When TIB successfully authorizes the user and generates the token, it delivers it back to the client application as follows:
  • For redirect provider types (such as Social providers or SAML): TIB redirects the user back to the application’s RedirectURI with the token or auth code appended as a URL fragment (for example, http://app-domain/callback#access_token=...). The client app decodes and uses it as needed.
  • For passthrough provider types (such as LDAP): TIB returns the token directly in the response or redirect, depending on the configuration.
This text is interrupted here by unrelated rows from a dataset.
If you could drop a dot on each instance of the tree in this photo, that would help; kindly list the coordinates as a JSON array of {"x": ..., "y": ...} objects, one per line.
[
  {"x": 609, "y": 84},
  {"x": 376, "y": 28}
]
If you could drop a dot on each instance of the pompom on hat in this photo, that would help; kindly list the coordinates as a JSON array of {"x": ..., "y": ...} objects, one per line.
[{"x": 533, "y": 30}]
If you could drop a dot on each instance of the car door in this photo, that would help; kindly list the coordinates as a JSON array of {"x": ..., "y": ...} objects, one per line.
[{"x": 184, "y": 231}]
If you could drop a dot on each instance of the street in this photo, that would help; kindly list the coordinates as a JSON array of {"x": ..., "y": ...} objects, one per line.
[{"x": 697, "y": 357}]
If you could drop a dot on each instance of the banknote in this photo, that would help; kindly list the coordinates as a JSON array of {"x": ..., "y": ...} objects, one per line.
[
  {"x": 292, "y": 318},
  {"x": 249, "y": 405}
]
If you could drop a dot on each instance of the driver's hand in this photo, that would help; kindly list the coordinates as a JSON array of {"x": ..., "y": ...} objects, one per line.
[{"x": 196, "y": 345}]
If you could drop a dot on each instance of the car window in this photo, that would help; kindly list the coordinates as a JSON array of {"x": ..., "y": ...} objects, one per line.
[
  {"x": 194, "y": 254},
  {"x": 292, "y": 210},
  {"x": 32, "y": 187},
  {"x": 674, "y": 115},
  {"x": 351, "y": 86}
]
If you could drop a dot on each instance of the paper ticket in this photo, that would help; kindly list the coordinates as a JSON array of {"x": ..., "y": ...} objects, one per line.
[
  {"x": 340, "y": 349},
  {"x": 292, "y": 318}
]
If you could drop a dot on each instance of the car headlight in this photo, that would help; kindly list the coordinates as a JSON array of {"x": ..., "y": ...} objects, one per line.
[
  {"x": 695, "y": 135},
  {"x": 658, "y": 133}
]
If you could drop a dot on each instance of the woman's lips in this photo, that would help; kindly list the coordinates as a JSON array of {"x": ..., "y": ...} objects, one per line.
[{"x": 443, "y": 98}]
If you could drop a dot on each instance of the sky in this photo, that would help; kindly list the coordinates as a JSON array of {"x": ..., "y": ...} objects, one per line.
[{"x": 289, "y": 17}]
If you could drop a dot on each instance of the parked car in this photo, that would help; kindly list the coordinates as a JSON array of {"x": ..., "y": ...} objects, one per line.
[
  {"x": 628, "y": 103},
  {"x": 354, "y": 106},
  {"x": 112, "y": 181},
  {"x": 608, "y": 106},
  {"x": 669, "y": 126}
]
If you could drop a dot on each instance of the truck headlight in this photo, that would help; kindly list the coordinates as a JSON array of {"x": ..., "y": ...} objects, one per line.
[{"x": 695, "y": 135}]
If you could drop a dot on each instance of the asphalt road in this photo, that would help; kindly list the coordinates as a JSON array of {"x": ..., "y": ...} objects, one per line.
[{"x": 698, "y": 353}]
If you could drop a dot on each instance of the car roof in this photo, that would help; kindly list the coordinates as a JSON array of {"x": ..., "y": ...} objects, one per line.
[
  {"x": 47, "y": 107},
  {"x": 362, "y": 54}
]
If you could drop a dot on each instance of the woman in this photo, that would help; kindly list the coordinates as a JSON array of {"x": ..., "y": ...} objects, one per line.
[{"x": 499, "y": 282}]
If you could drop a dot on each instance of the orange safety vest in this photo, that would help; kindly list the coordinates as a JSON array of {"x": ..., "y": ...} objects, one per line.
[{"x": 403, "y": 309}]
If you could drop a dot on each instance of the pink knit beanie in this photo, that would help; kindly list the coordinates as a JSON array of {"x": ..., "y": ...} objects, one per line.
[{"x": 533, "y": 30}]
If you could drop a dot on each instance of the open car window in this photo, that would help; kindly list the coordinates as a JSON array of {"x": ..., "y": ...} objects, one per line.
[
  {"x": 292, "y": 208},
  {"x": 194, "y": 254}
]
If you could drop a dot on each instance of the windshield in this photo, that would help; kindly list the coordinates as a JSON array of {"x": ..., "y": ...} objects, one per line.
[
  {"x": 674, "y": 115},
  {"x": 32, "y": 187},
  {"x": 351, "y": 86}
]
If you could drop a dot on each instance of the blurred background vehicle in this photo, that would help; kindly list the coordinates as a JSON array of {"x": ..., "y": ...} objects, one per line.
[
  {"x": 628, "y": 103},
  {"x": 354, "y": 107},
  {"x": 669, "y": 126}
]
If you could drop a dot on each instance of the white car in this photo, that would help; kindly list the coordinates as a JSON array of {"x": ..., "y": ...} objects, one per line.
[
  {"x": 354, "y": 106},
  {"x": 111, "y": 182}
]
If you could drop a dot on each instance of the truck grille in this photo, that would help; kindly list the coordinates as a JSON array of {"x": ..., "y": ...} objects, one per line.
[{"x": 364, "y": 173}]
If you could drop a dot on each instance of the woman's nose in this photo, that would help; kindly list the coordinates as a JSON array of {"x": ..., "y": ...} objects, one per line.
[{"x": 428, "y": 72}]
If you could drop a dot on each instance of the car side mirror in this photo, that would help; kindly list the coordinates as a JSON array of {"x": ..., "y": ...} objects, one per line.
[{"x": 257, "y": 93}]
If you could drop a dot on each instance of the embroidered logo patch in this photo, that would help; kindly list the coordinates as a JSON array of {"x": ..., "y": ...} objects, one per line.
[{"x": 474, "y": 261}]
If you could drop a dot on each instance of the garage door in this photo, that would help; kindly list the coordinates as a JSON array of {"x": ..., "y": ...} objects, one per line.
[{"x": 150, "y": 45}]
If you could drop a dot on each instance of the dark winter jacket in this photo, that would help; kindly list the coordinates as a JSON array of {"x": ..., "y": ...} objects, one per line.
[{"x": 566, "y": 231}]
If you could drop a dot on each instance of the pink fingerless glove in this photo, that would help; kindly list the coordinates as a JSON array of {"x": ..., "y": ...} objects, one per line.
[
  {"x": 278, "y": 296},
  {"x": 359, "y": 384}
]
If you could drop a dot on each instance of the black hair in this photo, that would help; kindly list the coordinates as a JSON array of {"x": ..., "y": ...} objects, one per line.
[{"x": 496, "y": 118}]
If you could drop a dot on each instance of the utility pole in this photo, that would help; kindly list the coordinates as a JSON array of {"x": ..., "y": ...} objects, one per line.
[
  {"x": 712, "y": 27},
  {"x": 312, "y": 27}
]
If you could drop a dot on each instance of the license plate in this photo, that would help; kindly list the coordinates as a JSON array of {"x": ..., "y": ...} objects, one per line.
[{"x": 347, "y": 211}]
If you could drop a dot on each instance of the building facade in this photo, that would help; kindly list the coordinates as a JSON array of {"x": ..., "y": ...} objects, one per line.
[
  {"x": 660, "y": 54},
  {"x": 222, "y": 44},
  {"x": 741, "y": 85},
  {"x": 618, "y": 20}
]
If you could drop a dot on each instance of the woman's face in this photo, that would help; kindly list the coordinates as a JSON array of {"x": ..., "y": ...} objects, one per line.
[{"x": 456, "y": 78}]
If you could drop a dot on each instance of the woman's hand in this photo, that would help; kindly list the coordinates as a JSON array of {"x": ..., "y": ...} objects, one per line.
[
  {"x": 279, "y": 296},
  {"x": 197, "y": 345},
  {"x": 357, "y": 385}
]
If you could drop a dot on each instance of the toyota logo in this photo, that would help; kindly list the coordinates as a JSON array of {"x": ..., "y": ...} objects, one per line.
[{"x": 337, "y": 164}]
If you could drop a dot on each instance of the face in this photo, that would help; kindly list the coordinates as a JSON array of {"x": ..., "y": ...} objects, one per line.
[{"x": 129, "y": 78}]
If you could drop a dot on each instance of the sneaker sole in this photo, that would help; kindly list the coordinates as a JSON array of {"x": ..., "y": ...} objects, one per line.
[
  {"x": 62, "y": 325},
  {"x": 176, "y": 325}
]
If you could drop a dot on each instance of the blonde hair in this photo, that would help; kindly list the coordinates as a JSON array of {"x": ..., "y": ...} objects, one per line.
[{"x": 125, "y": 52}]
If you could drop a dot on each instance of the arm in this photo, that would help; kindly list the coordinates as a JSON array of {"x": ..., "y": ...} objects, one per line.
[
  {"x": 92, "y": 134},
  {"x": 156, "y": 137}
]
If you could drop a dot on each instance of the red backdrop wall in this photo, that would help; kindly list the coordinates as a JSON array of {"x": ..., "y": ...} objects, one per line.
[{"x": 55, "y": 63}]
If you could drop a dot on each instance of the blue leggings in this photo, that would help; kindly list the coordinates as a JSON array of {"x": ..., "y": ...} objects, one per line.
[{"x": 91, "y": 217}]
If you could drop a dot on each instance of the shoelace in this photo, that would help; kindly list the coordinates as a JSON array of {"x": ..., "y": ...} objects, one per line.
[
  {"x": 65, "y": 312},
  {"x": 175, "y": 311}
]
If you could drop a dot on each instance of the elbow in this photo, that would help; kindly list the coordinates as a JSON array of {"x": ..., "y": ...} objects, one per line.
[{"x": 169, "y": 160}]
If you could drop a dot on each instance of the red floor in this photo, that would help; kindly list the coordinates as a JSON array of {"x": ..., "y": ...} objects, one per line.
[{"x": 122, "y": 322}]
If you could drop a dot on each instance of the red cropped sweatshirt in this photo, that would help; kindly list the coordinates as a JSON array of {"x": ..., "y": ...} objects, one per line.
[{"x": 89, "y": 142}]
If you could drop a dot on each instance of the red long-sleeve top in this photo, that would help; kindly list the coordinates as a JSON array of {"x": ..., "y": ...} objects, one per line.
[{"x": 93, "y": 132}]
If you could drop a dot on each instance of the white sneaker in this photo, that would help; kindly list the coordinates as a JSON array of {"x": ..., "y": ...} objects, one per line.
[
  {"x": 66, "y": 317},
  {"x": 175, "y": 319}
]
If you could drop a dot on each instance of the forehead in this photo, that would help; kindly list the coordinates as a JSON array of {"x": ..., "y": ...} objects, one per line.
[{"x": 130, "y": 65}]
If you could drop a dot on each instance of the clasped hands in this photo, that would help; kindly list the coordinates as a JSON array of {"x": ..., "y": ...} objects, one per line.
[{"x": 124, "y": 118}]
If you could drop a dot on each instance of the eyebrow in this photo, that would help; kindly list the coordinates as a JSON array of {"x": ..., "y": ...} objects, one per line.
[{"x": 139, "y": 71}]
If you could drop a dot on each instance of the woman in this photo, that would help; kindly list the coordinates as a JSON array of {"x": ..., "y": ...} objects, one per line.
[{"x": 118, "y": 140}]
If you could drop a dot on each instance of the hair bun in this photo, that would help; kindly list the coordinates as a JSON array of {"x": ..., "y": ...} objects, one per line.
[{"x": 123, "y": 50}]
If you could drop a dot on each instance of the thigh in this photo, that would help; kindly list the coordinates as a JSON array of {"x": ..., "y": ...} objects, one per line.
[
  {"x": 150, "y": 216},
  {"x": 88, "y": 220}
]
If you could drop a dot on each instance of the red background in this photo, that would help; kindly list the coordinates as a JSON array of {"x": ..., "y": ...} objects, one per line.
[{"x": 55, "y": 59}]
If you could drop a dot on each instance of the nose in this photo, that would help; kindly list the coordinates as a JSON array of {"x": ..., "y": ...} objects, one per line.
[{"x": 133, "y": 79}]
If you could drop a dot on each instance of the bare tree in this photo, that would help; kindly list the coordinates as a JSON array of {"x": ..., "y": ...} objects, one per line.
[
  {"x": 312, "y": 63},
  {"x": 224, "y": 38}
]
Controlling Concurrent Sessions

When a user authenticates, TIB checks a Redis cache to see whether a token has already been issued for that user and invalidates it before generating a new one. This means re-authentication automatically revokes the previous token, which is useful if a token is compromised. Set "DisableOneTokenPerAPI": true to skip this check and allow multiple active tokens per user. This is useful when users need concurrent sessions across multiple devices or applications. The trade-off is that old tokens accumulate until they expire via the policy TTL, rather than being revoked on re-authentication.

Worked Examples

GitHub (OAuth Token via Social Provider)

The following video demonstrates this flow end-to-end:
  1. Register a GitHub OAuth Application
    • In GitHub, go to Settings > Developer settings > OAuth Apps and create a new OAuth app.
    • Set the Authorization callback URL to: http://{tib-host}/auth/{profile-id}/github/callback
    • Note the Client ID and Client Secret.
  2. Register an OAuth Client in Tyk Dashboard Before TIB can request a token on the user’s behalf, you need an OAuth client registered in Tyk Dashboard for the target API. See Client App Registration for details.
  3. IdP-Specific Profile Configuration Configure the TIB profile for the OAuth token flow setting ProviderName to SocialProvider and Type to redirect. The GitHub-specific settings go in ProviderConfig:
    {
      "ProviderName": "SocialProvider",
      "Type": "redirect",
      "ProviderConfig": {
        "CallbackBaseURL": "http://{tib-host}",
        "FailureRedirect": "http://{app-domain}/login?fail=true",
        "UseProviders": [
          {
            "Name": "github",
            "Key": "{github-client-id}",
            "Secret": "{github-client-secret}"
          }
        ]
      }
    }

OAuth Token via LDAP

This example authenticates the user against LDAP before issuing the OAuth token. It is useful for internal APIs that require valid OAuth tokens but where user identity is managed in an LDAP directory such as Active Directory, rather than a web-based IdP. Because LDAP is a passthrough flow, users submit their credentials via a form POST directly to TIB; no browser redirect to an external IdP is involved. See Login Page for how to create the login form.
  1. Register an OAuth Client in Tyk Dashboard As with the GitHub example, you need an OAuth client registered in Tyk Dashboard for the target API. See Client App Registration for details.
  2. IdP-Specific Profile Configuration Configure the TIB profile for the OAuth token flow setting ProviderName to ADProvider and Type to passthrough. The LDAP-specific settings go in ProviderConfig:
{
  "ProviderName": "ADProvider",
  "Type": "passthrough",
  "ProviderConfig": {
    "LDAPServer": "{ldap-server}",
    "LDAPPort": "389",
    "LDAPUserDN": "cn=*USERNAME*,dc=example,dc=com",
    "LDAPAttributes": [],
    "FailureRedirect": "http://{app-domain}/failure",
    "GetAuthFromBAHeader": true
  }
}
The key difference from the generic template is Type: "passthrough" and the LDAP-specific ProviderConfig. Set GetAuthFromBAHeader: true if your login form submits credentials via HTTP Basic Auth. Set LDAPUserDN to match your LDAP directory structure, keeping *USERNAME* as a literal placeholder; TIB replaces it with the submitted username at runtime. See the LDAP field reference for all available ProviderConfig options.